Summaries and recordings of discussion mini-series on de-identifying data

Guides

/ December 18, 2015

In response to requests from the community to address questions and challenges around de-identifying data, we hosted an online discussion mini-series on this topic from June to November 2015. While there is a clear understanding of the importance of de-identifying data and the possible harms that can result from questionable practices, there is also confusion and trepidation on how to actually achieve de-identification in datasets. This uncertainty is preventing people and organisations from tackling these issues head-on.

The goal of this mini-series was to create opportunities for the responsible data community of practitioners to share their experiences, knowledge and challenges with each other. Each discussion was slightly different in format and style: one is a presentation by a de-identification expert, while another is a discussion led by practitioners in the midst of developing data-sharing policies.

The resources that came out of these discussions represent the experience and knowledge of presenters and participants. We’re thankful for the 5 presenters/facilitators (listed below) and the over 40 participants for contributing to these discussions and resources! Below is a list of what came out of each event:

Mark Elliot of the UK Anonymisation Network (UKAN) led an introduction for advocacy organisations. Mark’s presentation covered some of the basics: the difference between de-identification and anonymization, and the balance that needs to be struck between de-identifying data and keeping enough information in the data to make it useful for advocacy. He also introduces us to the Anonymisation Decision-Making Framework by UKAN. We have a summary and a recording of the entire conversation on our website.

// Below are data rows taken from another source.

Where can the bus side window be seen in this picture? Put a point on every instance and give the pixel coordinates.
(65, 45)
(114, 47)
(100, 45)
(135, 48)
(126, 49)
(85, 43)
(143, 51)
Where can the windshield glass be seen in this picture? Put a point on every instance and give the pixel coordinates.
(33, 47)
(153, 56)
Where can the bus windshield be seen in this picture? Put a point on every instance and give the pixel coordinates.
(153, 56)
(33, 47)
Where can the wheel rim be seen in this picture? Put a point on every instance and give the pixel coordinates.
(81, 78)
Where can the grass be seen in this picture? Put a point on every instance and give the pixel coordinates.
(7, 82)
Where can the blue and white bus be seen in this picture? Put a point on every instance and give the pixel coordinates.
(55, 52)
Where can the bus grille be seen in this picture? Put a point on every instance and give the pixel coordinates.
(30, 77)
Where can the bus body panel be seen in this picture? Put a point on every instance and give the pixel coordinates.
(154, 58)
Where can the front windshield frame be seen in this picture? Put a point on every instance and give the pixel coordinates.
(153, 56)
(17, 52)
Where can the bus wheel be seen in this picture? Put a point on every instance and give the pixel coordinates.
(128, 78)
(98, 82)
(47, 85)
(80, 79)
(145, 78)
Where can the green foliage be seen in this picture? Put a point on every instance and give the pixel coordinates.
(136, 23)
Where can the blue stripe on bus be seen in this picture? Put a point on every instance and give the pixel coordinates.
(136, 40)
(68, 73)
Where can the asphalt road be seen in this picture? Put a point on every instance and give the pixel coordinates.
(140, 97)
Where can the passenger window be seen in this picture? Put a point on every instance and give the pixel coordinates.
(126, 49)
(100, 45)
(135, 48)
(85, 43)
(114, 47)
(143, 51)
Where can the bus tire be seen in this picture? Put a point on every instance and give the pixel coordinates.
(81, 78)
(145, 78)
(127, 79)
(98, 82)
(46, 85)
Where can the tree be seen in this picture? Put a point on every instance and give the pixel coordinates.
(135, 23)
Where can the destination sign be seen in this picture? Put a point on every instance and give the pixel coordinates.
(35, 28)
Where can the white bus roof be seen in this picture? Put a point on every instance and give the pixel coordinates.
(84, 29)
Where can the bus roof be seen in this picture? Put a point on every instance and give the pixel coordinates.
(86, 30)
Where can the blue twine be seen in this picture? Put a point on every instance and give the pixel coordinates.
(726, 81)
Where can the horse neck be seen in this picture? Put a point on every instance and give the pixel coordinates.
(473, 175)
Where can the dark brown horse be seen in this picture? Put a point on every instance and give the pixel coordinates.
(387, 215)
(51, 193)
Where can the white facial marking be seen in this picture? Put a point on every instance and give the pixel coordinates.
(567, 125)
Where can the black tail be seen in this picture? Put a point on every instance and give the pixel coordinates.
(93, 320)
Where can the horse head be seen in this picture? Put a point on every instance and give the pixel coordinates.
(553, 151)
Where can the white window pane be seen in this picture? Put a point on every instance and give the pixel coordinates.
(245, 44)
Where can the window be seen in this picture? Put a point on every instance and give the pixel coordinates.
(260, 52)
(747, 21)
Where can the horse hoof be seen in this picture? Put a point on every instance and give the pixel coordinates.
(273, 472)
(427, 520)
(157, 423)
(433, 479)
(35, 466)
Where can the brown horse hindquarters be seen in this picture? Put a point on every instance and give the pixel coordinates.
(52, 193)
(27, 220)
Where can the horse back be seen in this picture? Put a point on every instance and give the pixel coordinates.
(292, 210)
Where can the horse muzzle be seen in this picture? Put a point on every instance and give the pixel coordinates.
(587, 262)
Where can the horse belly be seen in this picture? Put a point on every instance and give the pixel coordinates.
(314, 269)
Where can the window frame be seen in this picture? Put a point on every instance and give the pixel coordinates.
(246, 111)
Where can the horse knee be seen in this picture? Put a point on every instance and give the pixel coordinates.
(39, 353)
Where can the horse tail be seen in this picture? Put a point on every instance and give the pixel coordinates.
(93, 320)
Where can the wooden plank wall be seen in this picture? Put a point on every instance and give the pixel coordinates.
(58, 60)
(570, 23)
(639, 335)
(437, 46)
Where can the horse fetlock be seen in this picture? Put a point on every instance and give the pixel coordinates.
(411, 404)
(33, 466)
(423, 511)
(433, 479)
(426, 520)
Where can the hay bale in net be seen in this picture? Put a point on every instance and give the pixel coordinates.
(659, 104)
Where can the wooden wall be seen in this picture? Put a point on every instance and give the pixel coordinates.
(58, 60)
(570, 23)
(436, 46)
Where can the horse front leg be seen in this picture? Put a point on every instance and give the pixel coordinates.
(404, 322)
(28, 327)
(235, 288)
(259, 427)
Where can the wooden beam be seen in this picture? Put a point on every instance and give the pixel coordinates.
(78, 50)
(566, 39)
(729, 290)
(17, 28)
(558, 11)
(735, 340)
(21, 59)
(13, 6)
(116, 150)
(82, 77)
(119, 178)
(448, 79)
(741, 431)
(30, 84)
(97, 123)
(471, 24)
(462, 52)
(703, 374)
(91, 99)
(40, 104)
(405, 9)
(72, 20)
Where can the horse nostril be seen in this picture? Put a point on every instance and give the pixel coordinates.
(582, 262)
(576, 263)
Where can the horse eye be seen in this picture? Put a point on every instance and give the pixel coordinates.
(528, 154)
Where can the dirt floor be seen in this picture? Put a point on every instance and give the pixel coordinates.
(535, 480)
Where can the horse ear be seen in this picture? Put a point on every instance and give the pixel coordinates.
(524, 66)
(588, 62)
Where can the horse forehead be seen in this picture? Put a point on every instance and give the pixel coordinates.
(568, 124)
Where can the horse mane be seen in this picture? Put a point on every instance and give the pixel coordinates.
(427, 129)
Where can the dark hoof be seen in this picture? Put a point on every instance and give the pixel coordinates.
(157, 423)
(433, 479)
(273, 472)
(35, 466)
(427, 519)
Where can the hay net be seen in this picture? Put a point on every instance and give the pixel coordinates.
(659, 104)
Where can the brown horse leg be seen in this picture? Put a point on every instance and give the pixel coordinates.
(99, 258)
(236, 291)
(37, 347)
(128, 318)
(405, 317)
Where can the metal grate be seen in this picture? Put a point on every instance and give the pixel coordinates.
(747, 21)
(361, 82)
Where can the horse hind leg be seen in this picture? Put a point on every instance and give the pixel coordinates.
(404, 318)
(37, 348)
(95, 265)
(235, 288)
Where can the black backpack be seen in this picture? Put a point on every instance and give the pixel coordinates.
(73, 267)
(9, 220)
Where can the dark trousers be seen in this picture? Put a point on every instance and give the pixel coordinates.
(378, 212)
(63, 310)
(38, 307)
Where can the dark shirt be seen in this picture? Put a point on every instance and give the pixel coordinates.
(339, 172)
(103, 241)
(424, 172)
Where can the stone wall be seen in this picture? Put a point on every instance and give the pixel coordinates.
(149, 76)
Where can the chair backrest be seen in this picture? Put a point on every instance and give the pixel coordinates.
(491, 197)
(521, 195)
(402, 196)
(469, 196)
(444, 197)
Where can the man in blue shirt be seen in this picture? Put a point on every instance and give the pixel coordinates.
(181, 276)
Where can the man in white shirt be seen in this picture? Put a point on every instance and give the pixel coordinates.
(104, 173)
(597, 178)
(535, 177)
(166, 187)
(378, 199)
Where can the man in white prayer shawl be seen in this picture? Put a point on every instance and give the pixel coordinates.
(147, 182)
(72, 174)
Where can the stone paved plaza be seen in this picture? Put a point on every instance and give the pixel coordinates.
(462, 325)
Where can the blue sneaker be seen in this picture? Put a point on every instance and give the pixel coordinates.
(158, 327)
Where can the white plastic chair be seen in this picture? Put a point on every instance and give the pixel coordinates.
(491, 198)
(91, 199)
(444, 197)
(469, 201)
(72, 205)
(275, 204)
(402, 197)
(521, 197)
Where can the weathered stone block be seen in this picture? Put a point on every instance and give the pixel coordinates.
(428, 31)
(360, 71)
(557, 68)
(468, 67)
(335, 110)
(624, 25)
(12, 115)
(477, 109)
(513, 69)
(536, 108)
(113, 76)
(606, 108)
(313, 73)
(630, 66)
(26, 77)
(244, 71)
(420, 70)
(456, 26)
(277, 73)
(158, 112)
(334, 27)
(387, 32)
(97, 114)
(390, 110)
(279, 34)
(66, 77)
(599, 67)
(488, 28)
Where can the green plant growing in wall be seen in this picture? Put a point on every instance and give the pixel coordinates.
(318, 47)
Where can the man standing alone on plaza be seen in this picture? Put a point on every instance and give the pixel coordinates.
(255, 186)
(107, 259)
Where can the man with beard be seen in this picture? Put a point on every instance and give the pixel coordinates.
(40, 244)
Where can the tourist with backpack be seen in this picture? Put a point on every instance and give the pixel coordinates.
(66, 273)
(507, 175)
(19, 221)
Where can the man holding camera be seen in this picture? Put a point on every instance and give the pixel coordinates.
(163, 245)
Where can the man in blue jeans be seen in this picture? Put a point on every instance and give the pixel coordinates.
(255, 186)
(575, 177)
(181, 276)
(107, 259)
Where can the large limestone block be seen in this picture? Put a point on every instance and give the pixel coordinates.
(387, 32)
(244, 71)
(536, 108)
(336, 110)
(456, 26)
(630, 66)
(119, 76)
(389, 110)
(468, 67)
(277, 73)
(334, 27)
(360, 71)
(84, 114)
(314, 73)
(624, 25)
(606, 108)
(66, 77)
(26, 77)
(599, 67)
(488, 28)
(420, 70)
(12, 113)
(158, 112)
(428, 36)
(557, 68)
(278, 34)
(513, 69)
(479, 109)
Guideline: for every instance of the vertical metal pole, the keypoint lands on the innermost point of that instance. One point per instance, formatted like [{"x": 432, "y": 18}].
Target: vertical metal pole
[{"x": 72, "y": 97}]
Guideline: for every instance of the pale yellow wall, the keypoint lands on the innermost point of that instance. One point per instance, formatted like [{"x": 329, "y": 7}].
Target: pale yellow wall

Sara-Jayne Terp of Thoughtworks facilitated a lively discussion on risk analysis and mitigation strategies in the context of sharing data. Sara-Jayne describes her experience with identifying and mitigating risk related to personal identifiable information (PII) in development-related datasets. We have a recording of the presentation and a summary of the participant discussion on our website.

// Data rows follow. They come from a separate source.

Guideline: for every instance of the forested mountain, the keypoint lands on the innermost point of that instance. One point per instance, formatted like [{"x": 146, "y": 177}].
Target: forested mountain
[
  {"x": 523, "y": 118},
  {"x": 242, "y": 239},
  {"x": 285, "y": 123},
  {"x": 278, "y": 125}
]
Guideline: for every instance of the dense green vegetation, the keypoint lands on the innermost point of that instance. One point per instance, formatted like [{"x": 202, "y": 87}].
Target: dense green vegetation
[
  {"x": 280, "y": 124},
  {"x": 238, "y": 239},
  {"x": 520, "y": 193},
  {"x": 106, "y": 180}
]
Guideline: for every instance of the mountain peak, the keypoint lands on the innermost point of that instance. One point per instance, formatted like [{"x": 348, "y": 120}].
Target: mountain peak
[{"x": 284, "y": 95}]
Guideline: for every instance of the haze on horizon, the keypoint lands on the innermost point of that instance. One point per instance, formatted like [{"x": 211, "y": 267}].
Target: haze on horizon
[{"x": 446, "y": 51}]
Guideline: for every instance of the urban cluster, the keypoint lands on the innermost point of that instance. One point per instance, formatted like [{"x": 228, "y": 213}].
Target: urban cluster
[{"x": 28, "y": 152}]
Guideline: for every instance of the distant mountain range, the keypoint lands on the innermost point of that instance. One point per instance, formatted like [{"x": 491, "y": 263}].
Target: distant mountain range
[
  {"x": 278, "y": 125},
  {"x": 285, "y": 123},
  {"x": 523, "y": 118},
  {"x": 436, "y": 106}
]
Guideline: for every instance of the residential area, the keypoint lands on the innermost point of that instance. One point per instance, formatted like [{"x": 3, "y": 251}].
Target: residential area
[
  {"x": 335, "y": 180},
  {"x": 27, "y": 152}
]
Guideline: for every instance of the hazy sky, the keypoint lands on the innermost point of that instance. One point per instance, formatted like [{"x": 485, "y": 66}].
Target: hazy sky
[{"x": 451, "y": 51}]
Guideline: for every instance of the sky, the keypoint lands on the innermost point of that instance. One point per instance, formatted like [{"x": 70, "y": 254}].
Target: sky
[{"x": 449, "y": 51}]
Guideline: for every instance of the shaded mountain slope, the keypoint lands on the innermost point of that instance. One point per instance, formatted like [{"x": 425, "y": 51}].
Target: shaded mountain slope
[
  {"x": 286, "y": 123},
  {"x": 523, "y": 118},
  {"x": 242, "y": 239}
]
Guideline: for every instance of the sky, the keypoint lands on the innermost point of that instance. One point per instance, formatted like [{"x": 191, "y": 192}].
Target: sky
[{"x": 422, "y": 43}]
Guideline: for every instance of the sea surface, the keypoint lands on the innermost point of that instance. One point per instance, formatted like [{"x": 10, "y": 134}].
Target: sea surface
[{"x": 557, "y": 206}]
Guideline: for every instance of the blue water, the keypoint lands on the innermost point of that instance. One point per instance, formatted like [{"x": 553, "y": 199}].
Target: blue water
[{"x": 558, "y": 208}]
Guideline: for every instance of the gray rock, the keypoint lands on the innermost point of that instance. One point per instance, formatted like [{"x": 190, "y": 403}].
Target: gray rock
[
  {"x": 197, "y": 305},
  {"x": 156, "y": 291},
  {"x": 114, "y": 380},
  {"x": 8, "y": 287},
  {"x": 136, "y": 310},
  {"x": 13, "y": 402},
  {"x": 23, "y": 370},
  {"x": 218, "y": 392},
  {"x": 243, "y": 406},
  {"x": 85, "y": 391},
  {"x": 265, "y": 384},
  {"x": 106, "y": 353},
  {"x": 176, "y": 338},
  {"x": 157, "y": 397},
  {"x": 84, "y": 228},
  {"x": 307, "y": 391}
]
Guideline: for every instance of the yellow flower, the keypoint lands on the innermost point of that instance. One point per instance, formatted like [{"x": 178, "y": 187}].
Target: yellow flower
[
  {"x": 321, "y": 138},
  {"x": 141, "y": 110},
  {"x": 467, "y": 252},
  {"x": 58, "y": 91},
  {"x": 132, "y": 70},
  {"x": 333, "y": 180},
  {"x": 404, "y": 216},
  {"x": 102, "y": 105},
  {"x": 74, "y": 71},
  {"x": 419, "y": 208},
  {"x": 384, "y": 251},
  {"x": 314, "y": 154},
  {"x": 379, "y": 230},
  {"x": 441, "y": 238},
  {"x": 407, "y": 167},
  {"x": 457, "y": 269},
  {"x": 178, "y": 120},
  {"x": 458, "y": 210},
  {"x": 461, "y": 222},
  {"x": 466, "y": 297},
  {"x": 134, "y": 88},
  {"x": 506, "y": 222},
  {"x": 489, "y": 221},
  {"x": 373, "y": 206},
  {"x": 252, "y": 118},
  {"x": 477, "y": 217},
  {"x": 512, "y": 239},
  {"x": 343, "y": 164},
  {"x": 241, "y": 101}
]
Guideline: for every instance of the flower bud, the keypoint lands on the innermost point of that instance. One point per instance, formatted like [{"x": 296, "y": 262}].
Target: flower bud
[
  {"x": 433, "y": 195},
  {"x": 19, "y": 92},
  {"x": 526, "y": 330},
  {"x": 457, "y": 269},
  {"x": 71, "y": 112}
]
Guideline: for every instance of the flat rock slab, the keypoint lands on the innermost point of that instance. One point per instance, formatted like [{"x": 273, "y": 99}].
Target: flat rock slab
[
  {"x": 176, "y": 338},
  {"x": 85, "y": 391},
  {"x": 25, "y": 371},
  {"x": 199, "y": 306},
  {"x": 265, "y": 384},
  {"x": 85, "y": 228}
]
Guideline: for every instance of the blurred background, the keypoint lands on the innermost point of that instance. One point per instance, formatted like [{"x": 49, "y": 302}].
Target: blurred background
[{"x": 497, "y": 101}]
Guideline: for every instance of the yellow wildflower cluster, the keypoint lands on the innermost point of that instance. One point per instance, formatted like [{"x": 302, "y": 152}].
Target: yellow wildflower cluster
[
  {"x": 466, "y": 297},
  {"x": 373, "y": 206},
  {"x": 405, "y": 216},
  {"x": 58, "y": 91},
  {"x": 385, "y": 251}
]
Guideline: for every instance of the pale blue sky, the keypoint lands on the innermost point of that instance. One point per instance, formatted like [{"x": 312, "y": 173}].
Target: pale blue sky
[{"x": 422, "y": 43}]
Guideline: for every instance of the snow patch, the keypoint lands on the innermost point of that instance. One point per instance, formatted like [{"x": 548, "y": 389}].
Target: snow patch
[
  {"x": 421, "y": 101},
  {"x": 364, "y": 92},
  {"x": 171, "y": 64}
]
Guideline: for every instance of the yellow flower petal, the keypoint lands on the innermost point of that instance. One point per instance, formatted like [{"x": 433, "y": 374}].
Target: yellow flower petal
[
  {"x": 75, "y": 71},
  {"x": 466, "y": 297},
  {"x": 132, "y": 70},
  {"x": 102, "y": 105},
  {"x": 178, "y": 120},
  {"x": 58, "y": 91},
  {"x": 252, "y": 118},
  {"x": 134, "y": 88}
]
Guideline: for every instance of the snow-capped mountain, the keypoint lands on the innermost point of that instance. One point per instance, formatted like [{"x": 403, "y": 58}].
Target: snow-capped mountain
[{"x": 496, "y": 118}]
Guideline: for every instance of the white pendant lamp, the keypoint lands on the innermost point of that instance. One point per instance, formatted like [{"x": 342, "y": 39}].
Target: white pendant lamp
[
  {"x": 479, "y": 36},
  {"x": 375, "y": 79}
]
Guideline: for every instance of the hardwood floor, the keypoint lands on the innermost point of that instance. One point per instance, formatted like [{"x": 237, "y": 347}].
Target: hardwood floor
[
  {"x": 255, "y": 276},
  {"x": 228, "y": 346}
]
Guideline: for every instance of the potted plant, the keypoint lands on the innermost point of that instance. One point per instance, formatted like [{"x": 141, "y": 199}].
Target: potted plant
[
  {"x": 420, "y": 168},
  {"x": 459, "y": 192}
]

Max Shron of Polynumeral gave us a thorough introduction to k-anonymity and other de-identification frameworks. In this session we explored the more technical side of de-identifying data. We all came away with a better understanding of what the different frameworks are, why they matter and what the potential caveats are with each. We have a summary of the presentation and the full recording on our website.

Amy O’Donnell and Simone Lombardini of Oxfam shared their processes and reflections on developing a data-deposit decision-making framework. This working session was an opportunity for practitioners to share and discuss initiatives in the challenges in opening data. It was also an opportunity for Oxfam to solicit suggestions, feedback and ideas from the responsible data community of practice on their recently developed data deposit decision making framework. Mark Elliot joined us for this call to share his experience working with Oxfam and other organizations on similar decision-making frameworks. On our website, we have shared the presentation and some key questions and challenges raised during the participant discussion.

If you’re struggling with de-identifying your data, we hope these resources will be helpful. And for your questions and challenges that aren’t addressed here, reach out to the responsible data community for support.